The Philippine Marine Corps Drum and Bugle Team (MDBT) is the drum and bugle corps as well as the prime musical unit of the Philippine Marine Corps. The MDBT is now the only full-time active duty drum corps in the Armed Forces of the Philippines (AFP). This unit emulates the United States Marine Drum and Bugle Corps of the United States Marine Corps. The MDBT is led by an NCO Drum Major during parades.

==Background==
In the late 1950s, mounting demands surfaced for the representation of the PMC in various significant national events on a musical level. The then Commandant of the Philippine Marines, Commander Gregorio Lim, who was inspired and impressed with the performance and visit of the United States Marine Drum and Bugle Corps to Manila, initiated the organization of the MDBT. With that, in early 1963, a group of weapons personnel with musical experience were assembled to establish the core of the MDBT. It differed from the D&B Corps at the time just from the adoption of the word "Team" rather than "Corps" in its name due to the band having 17 personnel and the marines only being battalion sized.
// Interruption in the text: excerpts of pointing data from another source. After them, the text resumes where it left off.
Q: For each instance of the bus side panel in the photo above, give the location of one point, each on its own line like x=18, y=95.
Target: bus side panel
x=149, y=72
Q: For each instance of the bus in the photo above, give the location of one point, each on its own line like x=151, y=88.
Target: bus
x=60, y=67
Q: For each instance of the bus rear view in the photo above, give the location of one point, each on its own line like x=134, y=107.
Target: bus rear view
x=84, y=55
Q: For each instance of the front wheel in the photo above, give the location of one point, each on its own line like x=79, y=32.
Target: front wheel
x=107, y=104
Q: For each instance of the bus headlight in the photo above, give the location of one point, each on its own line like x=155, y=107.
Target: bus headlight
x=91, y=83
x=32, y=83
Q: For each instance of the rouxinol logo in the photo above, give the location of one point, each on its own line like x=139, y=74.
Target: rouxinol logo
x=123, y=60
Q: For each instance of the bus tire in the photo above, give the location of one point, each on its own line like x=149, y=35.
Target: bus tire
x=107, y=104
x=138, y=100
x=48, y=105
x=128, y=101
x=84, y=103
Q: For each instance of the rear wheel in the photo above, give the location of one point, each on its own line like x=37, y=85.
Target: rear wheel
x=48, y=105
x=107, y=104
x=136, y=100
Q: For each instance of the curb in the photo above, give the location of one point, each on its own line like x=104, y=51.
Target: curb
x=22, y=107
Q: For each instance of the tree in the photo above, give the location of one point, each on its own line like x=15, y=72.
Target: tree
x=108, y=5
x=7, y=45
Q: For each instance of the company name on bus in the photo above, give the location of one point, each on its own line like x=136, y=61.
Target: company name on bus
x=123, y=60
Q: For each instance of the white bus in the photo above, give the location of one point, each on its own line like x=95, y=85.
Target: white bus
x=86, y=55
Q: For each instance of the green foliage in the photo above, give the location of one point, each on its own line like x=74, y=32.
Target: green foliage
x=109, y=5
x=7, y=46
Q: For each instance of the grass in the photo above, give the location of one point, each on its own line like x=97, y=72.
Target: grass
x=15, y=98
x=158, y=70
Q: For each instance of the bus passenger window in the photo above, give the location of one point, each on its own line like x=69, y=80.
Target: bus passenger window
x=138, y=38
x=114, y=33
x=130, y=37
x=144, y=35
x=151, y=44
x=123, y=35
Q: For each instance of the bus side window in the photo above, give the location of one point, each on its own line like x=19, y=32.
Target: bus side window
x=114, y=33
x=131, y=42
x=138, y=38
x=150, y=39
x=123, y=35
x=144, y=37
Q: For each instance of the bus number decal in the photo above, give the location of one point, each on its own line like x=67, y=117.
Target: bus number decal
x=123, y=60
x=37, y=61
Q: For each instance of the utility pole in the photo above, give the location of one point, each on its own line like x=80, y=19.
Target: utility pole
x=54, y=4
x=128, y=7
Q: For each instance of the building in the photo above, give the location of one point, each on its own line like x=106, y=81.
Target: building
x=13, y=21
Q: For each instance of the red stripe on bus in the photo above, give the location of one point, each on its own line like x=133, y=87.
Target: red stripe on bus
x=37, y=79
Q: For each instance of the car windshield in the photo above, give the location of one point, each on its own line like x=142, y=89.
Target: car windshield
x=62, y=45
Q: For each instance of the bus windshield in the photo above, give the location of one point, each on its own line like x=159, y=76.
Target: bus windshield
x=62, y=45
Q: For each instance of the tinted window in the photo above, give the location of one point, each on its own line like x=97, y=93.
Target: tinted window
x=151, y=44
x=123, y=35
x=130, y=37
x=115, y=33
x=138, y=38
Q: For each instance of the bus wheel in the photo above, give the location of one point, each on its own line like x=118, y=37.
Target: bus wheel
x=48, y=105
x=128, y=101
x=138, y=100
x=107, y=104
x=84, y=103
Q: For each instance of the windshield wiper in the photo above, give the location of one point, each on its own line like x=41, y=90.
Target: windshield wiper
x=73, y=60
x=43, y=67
The task of putting the team on the world stage was in the hands of Chief Petty Officer Avelino Mejico, who served as the first director of the MDBT. Since it was introduced, the team has been providing musical support to the Marines at military ceremonies and other social functions. Their unique demonstration and style gave them the opportunity to perform in different parts of the archipelago as well as abroad as part of various Naval Goodwill Missions. Being the only Drum and Bugle Team in the entire AFP, the MDBT commonly is used as a marching band that represents the entire AFP on some occasions. The MDBT regularly performs with ceremonial units in the military, such as the PMC's Silent Drill Team and the Marine Security Escort Group. Their general routine drill involves a series of martial musical displays that resemble high school and college marching bands in the United States. Their drill has taken them to various nations in the region and around the world, earning it the title of "AFP's Ambassadors of Goodwill".

==Uniforms and instruments==
The field musicians of the PMC DBT wear either combat dress or the service blue uniform with white gauntlets that cover the wrists. The MDBT only employs brass instruments in its ranks, with the most common instrument being the Soprano Bugle in G. These bugles have the emblem of the MDBT attached to it, which has the emblem of the PMC in the center of a red background and the MDBT's full name on top of the emblem. The Corps also employs marching percussion (Snare and Bass drums), as well as Marching Bells.